Davies was also concerned that Tennant would be mocked for dressing in this way, and that a photo of him dressed as the Thirteenth Doctor would be endlessly reprinted – something that hasn’t been an issue with previous Doctor Who regenerations, as this was the first time (on screen, at least) that we’ve seen a female to male regeneration.
“If they can play with gender in a sarcastic or critical way, they will,” Davies went on. “We could have the Doctor dressed as a knight, or dressed as God, or dressed as William Hartnell, and the only photo they’d print would be of David in what they considered to be women’s clothes.”
As for whether this will be acknowledged within the programme itself, or just skimmed over, remains to be seen. It certainly raises an interesting question: If it’s just the Doctor’s body that regenerates, why would his or her clothes change? With previous Doctor Who regenerations, the clothes typically haven’t, and some Doctors have spent a certain amount of time (even whole episodes) in their predecessors’ outfits before slipping into something that belongs to their Doctor.
You will notice we said “typically” – because there have been times in previous Doctor Who regenerations when the clothes have changed along with the body. The more subtle of these was when Tom Baker regenerated into Peter Davison and, for reasons unknown, his knee-high leather boots went with him, leaving the Fifth Doctor with a pair of shoes instead.
Could there be a timey wimey explanation fort his? Certainly, if there is some mystical process that goes on over the course of Doctor Who regenerations, it may well be that the Fifth Doctor anticipated that he’d be more of a ‘shoes’ kind of person (pre-empting the cricketing love that followed) and this somehow bent the laws of physics to provide him with more fitting footwear.
But in reality, it’s more likely that Tom Baker’s boots were the wrong size for Davison, and they decided to give him shoes instead. Or it could have been a continuity error.

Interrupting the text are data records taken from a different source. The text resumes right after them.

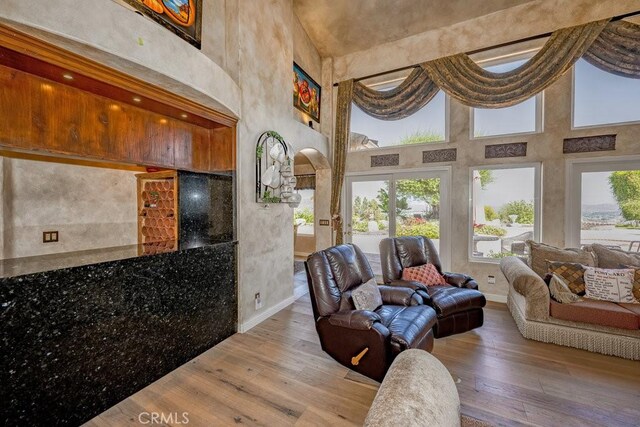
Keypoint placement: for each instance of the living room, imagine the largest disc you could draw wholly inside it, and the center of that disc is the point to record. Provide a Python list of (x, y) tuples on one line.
[(393, 143)]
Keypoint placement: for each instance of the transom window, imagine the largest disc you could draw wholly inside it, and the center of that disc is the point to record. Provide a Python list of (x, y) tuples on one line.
[(428, 125), (522, 118), (601, 98), (505, 211)]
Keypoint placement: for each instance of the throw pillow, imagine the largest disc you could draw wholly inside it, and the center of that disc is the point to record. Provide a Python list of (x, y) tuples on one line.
[(571, 272), (612, 258), (426, 273), (636, 281), (559, 290), (615, 285), (539, 253), (367, 296)]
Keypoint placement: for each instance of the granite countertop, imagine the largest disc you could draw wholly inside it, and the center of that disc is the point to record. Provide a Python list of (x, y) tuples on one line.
[(38, 264)]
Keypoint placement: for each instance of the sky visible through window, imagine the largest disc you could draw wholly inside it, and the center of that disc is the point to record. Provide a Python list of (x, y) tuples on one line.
[(519, 118), (429, 120), (601, 97)]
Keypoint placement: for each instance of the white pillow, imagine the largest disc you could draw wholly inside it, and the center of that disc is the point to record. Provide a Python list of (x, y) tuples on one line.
[(615, 285)]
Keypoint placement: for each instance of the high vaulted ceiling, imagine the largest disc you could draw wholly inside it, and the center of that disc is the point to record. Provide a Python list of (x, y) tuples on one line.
[(339, 27)]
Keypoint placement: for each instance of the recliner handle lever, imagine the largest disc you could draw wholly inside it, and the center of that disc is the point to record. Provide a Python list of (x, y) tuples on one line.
[(356, 359)]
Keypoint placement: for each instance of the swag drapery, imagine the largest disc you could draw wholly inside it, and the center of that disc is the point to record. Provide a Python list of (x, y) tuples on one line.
[(611, 46)]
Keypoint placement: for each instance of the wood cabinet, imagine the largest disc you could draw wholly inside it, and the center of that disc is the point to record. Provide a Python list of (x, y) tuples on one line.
[(43, 115)]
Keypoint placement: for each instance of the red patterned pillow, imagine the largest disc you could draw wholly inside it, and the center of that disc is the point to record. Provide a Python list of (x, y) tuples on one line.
[(426, 273)]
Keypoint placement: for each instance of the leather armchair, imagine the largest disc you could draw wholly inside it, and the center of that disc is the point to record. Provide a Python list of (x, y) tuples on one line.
[(402, 322), (458, 304)]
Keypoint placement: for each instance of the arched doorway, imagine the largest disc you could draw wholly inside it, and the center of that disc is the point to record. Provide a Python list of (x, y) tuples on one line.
[(312, 230)]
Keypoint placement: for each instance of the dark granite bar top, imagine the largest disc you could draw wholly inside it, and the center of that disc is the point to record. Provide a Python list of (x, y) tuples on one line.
[(38, 264)]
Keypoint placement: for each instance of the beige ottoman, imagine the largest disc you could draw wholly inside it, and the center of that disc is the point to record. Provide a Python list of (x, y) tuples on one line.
[(417, 391)]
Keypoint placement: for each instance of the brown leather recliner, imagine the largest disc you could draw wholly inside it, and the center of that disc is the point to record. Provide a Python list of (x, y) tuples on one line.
[(402, 321), (458, 304)]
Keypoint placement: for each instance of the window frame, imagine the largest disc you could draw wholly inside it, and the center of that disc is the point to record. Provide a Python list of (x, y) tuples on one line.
[(573, 109), (447, 133), (444, 173), (537, 205), (314, 217), (539, 98), (574, 168)]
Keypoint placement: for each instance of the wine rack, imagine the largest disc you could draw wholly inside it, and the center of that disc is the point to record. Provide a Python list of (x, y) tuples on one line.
[(157, 212)]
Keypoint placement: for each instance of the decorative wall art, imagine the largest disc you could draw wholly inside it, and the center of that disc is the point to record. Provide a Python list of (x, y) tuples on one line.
[(306, 93), (275, 181), (183, 17)]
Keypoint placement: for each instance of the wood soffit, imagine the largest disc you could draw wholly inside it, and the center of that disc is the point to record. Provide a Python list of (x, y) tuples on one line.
[(24, 52)]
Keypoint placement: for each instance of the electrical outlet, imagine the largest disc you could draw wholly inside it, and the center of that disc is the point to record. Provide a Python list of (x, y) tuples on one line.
[(49, 236)]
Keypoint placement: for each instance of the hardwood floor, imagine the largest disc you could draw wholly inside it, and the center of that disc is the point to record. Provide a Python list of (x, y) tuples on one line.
[(276, 375)]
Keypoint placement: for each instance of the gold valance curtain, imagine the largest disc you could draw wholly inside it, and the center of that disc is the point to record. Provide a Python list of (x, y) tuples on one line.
[(611, 46), (464, 80), (617, 49), (402, 101), (340, 146)]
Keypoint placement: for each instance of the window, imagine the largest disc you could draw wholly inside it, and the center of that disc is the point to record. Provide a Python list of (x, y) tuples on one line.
[(428, 125), (525, 117), (505, 211), (604, 203), (601, 98), (398, 204), (303, 214)]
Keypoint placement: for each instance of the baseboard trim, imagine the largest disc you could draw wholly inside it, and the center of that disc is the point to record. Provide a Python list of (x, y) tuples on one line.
[(496, 298), (244, 327)]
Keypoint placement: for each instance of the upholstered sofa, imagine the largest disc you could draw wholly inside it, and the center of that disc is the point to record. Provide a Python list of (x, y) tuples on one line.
[(597, 326)]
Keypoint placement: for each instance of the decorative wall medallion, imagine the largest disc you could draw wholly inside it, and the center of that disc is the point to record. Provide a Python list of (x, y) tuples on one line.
[(589, 143), (497, 151), (444, 155), (385, 160)]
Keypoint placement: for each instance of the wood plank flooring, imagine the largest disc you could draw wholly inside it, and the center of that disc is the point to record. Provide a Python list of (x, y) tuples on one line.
[(277, 375)]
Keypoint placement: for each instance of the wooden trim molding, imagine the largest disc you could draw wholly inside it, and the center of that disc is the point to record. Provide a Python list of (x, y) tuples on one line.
[(32, 46)]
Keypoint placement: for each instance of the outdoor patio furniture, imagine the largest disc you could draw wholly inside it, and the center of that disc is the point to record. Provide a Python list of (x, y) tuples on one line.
[(516, 244)]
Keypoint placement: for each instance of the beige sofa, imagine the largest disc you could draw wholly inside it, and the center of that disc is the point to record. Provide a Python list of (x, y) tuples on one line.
[(530, 305)]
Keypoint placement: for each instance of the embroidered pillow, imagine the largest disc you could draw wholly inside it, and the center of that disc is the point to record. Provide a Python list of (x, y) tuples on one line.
[(559, 290), (615, 285), (426, 273), (367, 296), (571, 272), (636, 281)]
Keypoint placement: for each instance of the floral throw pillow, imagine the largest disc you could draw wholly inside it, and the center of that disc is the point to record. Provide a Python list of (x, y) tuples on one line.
[(426, 273)]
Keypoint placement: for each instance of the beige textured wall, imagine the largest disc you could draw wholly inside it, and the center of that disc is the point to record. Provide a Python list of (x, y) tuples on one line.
[(545, 148), (266, 235), (90, 207), (259, 42), (529, 19), (109, 33)]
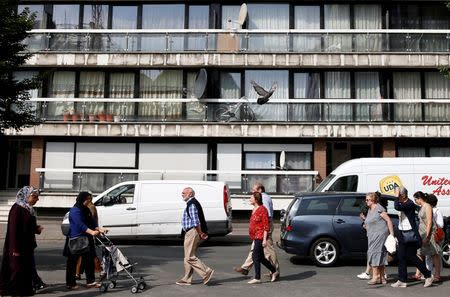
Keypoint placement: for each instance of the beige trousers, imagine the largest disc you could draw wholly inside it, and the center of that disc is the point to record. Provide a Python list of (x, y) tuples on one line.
[(269, 253), (191, 262)]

Less subtle is the complete change of costume that occurred during the very first of the Doctor Who regenerations, when William Hartnell transformed into Patrick Troughton. On this occasion, the Doctor’s Edwardian garb was replaced with a raggedy shirt, a bow tie, braces and chequered trousers – although, interestingly, the Second Doctor retained the cape that his predecessor had worn in ‘The Tenth Planet.’

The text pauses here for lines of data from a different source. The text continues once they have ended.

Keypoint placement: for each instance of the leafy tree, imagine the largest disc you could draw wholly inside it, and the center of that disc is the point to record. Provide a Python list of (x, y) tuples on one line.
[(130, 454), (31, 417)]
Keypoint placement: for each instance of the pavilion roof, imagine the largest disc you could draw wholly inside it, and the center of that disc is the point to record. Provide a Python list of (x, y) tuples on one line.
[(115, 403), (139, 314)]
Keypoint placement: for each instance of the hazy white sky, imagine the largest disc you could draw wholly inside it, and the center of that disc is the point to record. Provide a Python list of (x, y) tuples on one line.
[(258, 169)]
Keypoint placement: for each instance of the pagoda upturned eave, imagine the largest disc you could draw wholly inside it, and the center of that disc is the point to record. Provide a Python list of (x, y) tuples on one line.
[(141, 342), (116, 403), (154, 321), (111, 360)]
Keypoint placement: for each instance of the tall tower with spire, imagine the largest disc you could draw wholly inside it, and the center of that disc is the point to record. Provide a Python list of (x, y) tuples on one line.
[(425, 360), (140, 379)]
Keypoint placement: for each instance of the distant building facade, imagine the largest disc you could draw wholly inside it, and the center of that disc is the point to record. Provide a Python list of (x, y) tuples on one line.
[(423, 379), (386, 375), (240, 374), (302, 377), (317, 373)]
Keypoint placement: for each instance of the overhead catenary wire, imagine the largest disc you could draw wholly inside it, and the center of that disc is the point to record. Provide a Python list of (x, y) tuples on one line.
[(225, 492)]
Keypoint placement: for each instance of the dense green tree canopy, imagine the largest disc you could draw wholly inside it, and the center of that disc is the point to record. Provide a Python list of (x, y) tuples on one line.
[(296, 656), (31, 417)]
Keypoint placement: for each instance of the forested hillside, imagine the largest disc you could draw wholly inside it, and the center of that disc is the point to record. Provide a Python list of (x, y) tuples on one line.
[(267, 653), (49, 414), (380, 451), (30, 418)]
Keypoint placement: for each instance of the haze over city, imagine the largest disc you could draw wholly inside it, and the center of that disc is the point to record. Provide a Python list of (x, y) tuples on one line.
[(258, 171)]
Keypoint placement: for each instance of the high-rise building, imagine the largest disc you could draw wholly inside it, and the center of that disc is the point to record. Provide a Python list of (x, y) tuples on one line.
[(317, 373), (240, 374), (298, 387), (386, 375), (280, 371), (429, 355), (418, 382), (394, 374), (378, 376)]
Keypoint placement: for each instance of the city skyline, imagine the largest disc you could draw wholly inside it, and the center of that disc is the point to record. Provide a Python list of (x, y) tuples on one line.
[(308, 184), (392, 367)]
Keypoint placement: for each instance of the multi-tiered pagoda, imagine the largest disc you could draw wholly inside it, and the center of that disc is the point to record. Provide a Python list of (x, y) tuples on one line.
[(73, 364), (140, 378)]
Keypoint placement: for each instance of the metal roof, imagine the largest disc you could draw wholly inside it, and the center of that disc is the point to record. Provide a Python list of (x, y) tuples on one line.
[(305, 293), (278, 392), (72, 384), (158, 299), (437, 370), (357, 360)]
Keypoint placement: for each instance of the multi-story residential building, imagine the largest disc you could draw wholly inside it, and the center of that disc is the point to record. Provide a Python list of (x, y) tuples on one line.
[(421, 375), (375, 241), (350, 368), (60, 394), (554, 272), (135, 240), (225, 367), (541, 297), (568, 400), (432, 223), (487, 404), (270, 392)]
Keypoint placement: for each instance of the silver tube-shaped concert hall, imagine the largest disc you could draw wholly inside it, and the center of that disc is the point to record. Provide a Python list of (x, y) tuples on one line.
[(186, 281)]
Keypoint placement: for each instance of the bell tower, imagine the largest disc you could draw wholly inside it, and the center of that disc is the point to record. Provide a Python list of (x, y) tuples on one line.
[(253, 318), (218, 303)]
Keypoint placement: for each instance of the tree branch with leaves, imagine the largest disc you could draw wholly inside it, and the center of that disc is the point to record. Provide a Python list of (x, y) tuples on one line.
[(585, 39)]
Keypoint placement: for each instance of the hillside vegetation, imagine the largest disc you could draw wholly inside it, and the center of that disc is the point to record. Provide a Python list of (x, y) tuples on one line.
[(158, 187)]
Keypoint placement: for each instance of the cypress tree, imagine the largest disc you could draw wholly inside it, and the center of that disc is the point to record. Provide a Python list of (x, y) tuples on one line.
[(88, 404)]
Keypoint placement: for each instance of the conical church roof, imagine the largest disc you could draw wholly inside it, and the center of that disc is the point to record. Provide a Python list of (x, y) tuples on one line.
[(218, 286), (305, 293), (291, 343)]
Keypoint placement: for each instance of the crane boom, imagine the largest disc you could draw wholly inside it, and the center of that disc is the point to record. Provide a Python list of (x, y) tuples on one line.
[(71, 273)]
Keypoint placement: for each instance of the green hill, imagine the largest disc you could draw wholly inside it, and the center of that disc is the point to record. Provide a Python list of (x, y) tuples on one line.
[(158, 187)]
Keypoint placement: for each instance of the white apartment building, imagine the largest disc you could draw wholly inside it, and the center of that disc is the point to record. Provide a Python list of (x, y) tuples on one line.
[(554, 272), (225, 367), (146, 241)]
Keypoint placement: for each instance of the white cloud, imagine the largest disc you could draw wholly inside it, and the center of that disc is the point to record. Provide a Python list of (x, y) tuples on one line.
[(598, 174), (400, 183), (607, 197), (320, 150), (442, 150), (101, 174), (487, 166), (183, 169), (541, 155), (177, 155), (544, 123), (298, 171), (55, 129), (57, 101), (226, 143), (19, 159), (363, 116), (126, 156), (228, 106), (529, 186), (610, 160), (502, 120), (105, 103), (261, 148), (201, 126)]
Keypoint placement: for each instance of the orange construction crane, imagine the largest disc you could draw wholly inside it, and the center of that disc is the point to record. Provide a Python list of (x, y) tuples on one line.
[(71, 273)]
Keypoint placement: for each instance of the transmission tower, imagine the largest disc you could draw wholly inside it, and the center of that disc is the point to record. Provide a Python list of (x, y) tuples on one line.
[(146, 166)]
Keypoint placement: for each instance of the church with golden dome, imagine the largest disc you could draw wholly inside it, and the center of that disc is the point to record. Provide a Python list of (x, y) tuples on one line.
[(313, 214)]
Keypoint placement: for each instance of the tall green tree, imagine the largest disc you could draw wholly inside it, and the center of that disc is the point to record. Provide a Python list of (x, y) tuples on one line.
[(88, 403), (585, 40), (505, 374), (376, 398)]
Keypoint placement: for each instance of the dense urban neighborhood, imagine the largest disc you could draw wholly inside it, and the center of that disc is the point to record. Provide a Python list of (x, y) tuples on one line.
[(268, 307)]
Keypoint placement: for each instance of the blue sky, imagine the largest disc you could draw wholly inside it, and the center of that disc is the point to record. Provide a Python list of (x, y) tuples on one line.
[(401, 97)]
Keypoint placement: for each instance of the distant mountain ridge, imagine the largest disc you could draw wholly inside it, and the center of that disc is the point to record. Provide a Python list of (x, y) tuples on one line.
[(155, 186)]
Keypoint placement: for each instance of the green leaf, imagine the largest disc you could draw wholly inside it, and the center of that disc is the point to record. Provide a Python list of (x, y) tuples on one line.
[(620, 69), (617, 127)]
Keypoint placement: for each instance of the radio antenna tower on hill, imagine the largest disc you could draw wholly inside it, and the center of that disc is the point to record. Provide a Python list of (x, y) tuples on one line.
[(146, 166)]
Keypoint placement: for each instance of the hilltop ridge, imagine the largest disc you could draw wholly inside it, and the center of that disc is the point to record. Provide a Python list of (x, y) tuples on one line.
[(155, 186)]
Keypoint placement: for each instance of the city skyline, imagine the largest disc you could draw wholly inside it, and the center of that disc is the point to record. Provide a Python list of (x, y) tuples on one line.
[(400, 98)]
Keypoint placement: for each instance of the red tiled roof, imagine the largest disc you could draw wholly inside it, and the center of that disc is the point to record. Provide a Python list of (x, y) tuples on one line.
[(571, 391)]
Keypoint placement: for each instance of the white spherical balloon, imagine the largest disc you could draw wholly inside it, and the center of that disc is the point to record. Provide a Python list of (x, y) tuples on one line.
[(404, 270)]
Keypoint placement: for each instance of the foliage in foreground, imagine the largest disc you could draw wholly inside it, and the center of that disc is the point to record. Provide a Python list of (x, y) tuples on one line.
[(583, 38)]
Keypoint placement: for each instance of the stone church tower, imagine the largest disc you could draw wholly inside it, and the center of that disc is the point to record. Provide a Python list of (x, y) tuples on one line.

And in the continuity of Doctor Who regenerations, this one is somewhat easier to skim over as the Second Doctor’s first story (‘The Power of the Daleks‘) is mostly missing from the BBC archive, apart from a few stills and film fragments. So Doctor Who fans have never really had to address the ‘problem’ of the costume change in this instance, as they never had to see it! (Unless, of course, they were among the lucky people to have seen it on original broadcast…)

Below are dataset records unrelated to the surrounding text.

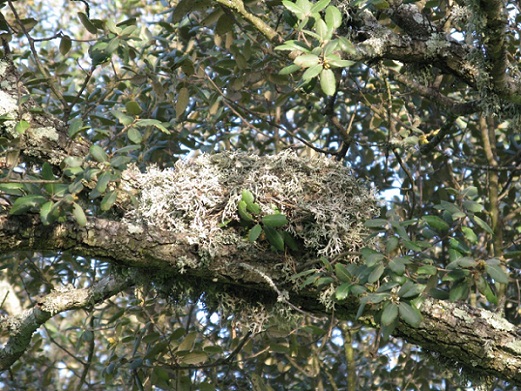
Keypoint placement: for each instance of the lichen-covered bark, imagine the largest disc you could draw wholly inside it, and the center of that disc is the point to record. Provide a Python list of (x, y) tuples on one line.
[(20, 328), (480, 340), (475, 338)]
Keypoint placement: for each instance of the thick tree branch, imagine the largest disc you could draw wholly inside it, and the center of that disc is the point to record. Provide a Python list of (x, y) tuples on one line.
[(20, 328), (494, 14), (475, 338)]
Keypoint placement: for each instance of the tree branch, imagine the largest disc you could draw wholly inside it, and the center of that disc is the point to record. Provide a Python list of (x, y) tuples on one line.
[(21, 327), (473, 337)]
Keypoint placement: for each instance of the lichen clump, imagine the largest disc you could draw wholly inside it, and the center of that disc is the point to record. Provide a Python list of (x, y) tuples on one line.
[(324, 203)]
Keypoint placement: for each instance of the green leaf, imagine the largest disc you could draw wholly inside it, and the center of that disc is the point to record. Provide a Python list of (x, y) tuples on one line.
[(22, 126), (312, 72), (328, 82), (193, 358), (85, 21), (290, 241), (75, 127), (342, 273), (47, 172), (319, 6), (79, 215), (376, 273), (483, 225), (295, 8), (45, 211), (133, 108), (153, 122), (246, 216), (275, 220), (122, 117), (459, 291), (98, 153), (346, 45), (484, 289), (409, 314), (103, 181), (497, 273), (323, 32), (108, 200), (376, 223), (410, 290), (307, 60), (73, 161), (333, 17), (134, 135), (473, 206), (436, 223), (247, 196), (26, 203), (371, 257), (391, 244), (99, 53), (254, 233), (342, 292), (389, 314), (183, 98), (65, 45), (274, 237), (339, 63), (397, 265), (428, 270), (12, 189), (469, 235), (289, 69)]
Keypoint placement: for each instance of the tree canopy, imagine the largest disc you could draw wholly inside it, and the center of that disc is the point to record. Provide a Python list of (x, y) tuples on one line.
[(261, 194)]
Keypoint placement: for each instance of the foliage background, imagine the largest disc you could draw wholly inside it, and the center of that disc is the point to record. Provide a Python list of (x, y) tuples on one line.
[(153, 82)]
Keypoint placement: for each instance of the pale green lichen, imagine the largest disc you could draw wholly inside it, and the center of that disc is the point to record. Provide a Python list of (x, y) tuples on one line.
[(44, 133), (325, 204)]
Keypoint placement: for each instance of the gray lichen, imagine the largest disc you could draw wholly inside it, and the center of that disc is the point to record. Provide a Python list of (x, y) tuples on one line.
[(325, 204)]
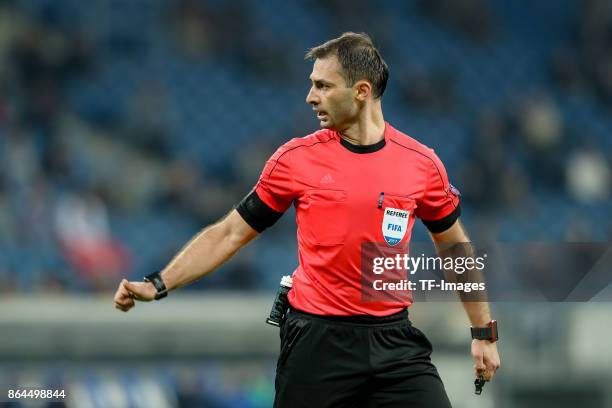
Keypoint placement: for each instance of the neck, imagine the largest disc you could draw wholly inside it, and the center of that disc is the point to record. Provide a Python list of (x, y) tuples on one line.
[(368, 129)]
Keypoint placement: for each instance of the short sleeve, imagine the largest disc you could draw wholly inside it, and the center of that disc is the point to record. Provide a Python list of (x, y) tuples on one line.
[(438, 207), (275, 185)]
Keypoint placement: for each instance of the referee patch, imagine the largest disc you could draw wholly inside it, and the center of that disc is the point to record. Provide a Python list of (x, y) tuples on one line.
[(395, 224)]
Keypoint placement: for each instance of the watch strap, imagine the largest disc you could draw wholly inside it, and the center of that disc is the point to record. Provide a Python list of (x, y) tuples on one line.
[(160, 286)]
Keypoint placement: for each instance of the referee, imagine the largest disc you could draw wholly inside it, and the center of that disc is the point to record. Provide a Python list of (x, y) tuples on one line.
[(357, 180)]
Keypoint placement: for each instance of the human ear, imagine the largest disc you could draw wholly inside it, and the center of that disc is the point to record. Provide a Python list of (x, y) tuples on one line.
[(363, 89)]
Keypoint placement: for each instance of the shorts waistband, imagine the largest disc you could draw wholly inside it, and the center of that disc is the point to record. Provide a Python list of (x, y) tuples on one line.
[(366, 320)]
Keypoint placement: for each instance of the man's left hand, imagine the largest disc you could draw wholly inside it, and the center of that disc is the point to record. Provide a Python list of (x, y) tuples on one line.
[(486, 358)]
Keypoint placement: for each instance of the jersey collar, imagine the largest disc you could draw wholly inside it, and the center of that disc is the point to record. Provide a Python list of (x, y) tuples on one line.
[(363, 149)]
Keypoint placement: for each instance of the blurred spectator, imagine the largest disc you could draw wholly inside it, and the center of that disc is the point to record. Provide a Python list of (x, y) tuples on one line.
[(472, 17), (588, 176), (427, 91), (146, 123), (81, 221)]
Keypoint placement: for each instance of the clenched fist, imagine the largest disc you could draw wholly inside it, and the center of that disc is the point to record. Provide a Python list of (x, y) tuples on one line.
[(130, 291)]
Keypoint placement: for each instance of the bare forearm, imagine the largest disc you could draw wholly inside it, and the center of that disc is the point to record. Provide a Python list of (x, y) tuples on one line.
[(206, 251), (455, 243)]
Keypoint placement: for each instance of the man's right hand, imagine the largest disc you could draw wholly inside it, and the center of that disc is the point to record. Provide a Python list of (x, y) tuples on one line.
[(130, 291)]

Moreover, at this point in the programme’s history, the Doctor Who regenerations were still in their formative stages. At the end of ‘The Tenth Planet,’ all the production team knew was that they would be replacing William Hartnell with Patrick Troughton, and this mysterious process would only be vaguely addressed. “This old body of mine is wearing a bit thin,” says the First Doctor to his companion Polly. And in ‘The Power of the Daleks,’ the Doctor further explains that he has been “renewed,” adding that “it’s part of the TARDIS” and that without it he couldn’t survive.
With this logic, it makes sense that his clothes would change as well, if it’s some unseen timey wimey power that can bend the laws of physics. But of course, we now know (from as early as ‘Planet of the Spiders’) that Doctor Who regenerations are cellular, not garb-ullar! So how can we explain the Fifth Doctor’s new shoes in ‘Castrovalva,’ and the Fourteenth Doctor’s completely new outfit in ‘The Power of the Doctor’?